コロンブスの卵的な「発想の転換」を高く評価した

「エンターテインメント部門」の大賞は「ゲーム作品」の中から選ばれた。今やわが国で最も時間と予算を費やして作られているコンテンツと言っても過言ではないであろうゲームソフト。だが大賞の『まわるメイドインワリオ』はいわゆる巨大作ではない。ゲームの楽しみ方の前提を覆す、コロンブスの卵的な発想の転換が高く評価されたことは大変意味があると思う。また、優秀賞の『ピクトチャット』も当初ゲーム作品として評価されていたが、この面白さは「新技術にささえられた新しい遊びの提案」であり、むしろ「遊具」としてその「アイディア」を評価した。「映像作品」には今年多くのCM作品が寄せられ、そのうち1本が優秀賞に選ばれている。
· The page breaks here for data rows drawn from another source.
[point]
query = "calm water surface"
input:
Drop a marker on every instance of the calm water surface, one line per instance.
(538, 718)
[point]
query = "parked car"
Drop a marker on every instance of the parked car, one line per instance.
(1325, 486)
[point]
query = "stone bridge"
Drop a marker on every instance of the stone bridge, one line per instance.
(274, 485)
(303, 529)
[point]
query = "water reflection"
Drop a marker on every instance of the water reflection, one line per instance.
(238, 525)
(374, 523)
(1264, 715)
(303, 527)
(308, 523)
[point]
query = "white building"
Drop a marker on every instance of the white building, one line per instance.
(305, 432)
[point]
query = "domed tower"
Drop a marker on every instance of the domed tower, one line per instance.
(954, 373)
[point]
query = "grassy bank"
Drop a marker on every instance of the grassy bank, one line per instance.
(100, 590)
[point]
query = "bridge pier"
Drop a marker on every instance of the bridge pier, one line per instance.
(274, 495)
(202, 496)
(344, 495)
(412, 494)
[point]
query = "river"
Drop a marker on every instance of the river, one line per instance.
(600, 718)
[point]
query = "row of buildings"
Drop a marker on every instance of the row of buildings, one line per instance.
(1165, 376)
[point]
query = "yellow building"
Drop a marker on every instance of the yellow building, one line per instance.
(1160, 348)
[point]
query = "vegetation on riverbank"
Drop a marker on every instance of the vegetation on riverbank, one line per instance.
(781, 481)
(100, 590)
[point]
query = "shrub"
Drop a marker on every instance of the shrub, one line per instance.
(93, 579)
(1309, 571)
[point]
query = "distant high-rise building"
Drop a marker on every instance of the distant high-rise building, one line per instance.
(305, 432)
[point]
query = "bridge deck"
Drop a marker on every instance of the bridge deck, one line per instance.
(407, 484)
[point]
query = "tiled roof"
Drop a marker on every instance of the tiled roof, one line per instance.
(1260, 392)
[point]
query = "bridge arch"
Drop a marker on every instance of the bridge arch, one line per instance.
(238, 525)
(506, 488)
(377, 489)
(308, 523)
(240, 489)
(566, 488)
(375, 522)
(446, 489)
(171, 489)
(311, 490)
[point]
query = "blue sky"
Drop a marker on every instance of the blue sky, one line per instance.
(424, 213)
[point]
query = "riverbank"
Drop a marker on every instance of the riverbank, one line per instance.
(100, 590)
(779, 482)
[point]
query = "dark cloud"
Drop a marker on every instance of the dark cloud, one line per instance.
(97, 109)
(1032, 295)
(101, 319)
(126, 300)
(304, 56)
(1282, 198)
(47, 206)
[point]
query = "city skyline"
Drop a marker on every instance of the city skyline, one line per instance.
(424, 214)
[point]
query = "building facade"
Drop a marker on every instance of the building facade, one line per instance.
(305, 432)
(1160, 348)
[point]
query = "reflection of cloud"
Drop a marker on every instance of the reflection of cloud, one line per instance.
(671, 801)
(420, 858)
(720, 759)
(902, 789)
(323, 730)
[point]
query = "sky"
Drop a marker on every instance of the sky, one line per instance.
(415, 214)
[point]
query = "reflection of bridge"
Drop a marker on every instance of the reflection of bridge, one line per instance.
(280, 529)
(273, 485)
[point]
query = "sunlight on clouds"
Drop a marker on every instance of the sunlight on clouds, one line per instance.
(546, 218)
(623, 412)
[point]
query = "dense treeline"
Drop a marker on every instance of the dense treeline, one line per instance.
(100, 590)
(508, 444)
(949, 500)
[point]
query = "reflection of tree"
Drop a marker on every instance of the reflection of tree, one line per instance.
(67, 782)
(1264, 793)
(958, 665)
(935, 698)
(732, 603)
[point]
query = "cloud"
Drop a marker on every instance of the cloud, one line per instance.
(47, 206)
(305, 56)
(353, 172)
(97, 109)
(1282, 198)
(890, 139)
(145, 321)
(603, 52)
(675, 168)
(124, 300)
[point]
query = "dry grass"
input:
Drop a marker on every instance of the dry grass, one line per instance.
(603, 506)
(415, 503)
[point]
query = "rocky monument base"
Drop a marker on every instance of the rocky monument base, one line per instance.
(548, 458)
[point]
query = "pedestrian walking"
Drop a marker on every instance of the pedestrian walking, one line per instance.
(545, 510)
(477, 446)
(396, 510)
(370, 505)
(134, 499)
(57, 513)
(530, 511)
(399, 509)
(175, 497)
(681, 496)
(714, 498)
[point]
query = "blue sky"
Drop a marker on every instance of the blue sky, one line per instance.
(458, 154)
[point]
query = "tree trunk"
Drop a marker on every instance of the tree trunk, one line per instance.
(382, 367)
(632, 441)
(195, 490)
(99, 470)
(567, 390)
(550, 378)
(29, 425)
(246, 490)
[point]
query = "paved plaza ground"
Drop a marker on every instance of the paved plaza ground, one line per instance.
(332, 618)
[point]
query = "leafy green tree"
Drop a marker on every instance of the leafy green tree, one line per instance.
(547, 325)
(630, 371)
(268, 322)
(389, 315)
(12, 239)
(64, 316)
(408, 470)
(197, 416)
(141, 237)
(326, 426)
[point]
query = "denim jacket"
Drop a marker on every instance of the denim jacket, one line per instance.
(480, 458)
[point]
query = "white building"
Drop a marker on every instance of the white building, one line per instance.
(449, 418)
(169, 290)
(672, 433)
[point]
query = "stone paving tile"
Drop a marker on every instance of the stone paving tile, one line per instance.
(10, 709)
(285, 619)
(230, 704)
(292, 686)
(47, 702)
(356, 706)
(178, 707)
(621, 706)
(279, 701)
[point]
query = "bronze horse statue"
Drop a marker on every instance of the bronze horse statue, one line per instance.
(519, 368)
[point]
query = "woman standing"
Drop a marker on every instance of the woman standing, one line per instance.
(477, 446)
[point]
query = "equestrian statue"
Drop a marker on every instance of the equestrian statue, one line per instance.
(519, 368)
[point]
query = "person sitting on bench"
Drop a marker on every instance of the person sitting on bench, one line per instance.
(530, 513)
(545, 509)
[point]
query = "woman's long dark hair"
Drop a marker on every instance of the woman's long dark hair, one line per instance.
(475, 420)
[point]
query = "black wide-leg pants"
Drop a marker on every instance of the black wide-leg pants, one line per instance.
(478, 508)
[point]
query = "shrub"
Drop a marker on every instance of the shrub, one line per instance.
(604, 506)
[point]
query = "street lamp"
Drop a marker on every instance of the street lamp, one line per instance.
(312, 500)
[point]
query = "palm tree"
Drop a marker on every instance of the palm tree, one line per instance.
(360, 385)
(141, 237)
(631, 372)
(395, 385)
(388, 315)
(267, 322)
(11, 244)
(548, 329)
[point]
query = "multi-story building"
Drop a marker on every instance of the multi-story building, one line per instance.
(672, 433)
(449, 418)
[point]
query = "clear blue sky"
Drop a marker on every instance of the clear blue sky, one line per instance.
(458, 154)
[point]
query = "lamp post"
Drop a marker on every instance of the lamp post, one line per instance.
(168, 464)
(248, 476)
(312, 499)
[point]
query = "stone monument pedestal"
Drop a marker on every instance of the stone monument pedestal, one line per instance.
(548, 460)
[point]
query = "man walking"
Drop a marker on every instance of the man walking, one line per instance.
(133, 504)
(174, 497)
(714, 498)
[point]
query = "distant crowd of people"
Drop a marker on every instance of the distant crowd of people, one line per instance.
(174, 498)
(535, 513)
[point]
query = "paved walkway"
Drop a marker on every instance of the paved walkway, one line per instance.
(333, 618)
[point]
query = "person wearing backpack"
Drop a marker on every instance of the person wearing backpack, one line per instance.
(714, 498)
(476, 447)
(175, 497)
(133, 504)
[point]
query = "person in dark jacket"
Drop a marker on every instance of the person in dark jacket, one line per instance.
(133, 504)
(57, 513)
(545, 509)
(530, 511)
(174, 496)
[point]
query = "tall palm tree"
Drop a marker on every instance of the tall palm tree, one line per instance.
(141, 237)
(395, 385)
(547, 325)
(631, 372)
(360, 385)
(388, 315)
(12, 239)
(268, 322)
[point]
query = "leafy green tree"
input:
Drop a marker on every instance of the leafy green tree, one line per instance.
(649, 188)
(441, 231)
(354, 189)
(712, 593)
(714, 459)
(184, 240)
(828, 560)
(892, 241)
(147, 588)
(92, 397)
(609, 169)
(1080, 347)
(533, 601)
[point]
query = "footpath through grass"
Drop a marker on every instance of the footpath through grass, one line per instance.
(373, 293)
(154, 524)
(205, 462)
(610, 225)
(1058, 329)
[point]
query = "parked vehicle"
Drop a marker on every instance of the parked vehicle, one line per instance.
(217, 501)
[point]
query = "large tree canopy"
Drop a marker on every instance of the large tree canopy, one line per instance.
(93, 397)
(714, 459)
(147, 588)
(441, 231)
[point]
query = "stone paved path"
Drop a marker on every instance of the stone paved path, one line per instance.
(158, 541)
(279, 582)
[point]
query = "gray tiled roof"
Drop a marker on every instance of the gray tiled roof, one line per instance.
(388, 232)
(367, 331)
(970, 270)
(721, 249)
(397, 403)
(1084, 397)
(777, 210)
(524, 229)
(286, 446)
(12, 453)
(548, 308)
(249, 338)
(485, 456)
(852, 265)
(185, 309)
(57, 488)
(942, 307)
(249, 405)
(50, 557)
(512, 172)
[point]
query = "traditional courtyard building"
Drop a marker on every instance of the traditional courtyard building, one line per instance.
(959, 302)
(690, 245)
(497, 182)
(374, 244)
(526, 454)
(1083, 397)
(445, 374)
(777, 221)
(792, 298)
これは「文化」や「芸術」とはあまり縁のないものと、とらえられていた感のあるテレビ CMにとっては画期的なことである。そのほとんどがCGやデジタル技術を駆使した表現であるが、これらの映像新技術のもとにおいては「CM」「本編」などという分類にはもはや意味がなくなってきていることを示している。一方で今ひとつ盛り上がりにかけていたのが「Web作品」である。膨大な手間と予算をかけて作られているものも少なくないが、インターネット10年といわれる節目にあって、今後を占う新しい提案性を示すものにめぐり会えなかったのは大変残念なことである。メディアとしての地位が確立されつつある中、今後この分野で意欲作が出てくることを強く期待したい。個人作品で奨励賞をとった『あかね雲』は、「人間の心に訴えかけ共感を呼び感動を与える作品であれば、それは立派なエンターテインメントである」ということを示す重要な作品である。それは巨大資本のバックアップによって送り出されてきている作品がひしめいている「エンターテインメント部門」において、忘れてはならない本質をわれわれに見せつけるものであり、個人的にはこの作品に出会えて、審査委員各位の評価を受けたことが大変嬉しかった。

プロフィール
中島 信也
CMディレクター
1959年、福岡県生まれ。年間40本近くのCMの演出を手がける一方で、株式会社東北新社取締役、多摩美術大学教授を務める。デジタル技術を駆使した娯楽性の高いCMで数々の賞を受賞。主な作品に日清カップヌードル『hungry?』(カンヌ広告祭グランプリ)、サントリーDAKARA『小便小僧』、 HONDA『STEP WGN』、サントリー『伊右衛門』など。